Brown recalled that local citizens strongly supported her softball teams: “Everybody in town came to games.” The Chatterbox café sponsored the team, the Magnolia Kats, by buying uniforms and equipment. The summer of 1949 was the Kats’ best season. They won 20 of 24 games and made it to the Southwest Regional Softball Tournament at Camden before losing to a team from Baton Rouge, Louisiana. Brown played catcher on the team.

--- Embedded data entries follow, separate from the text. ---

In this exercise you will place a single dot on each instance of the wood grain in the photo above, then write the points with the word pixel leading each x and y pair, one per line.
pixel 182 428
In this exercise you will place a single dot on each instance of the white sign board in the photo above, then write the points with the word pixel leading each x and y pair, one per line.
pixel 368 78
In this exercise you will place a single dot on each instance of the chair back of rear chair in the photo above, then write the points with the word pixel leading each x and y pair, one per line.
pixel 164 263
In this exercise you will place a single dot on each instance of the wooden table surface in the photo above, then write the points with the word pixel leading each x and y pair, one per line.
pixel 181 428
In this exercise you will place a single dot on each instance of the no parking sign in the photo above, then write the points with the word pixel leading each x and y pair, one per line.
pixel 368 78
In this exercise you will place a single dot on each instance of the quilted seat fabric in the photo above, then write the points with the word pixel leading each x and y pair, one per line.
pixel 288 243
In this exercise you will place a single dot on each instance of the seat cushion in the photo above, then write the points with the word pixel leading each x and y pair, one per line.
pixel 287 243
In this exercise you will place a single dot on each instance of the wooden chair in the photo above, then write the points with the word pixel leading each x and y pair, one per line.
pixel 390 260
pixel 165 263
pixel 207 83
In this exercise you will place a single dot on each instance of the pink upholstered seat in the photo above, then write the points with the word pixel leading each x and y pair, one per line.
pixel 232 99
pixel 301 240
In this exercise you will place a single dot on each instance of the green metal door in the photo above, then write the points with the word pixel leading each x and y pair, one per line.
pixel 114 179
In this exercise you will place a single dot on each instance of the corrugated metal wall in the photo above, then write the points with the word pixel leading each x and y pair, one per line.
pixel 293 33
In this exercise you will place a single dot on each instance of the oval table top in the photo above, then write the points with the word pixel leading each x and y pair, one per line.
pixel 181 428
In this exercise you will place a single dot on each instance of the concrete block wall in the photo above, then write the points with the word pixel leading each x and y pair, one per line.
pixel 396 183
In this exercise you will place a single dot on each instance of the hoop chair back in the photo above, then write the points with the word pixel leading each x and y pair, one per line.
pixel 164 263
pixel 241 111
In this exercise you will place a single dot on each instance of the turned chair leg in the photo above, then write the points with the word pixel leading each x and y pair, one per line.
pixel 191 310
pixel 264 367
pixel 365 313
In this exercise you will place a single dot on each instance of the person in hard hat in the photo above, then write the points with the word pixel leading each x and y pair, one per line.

Brown also played on her basketball teams when regular players fouled out. In three seasons, 1947–49, the College Kats, also called College Co-eds, outscored opponents 985–662 points. The outstanding player in those years was Winnie Dodson who averaged 26 points per game. She graduated before the 1949 championship season, but her younger sister, Pat Dodson, competed with Norma McMahen for high scorer. Magnolia merchants also raised money to support the basketball team. They funded the Co-eds appearance at the Amateur Athletic Union’s tournament in Little Rock where they won the state championship. Three players were picked for all-state honors: Dodson, McMahen, and Jean Moore. Other Co-ed players included Lucille Holley, Pat Alexander, Ann Mauney, Gene Lee, Mary Kate Simpson, Evelyn Fee, Mickey Roling, and Rita Waller. Local citizens again paid the team’s expenses to attend the national tournament at St. Joseph, Missouri, but unfortunately, A&M’s women did not prevail in that contest.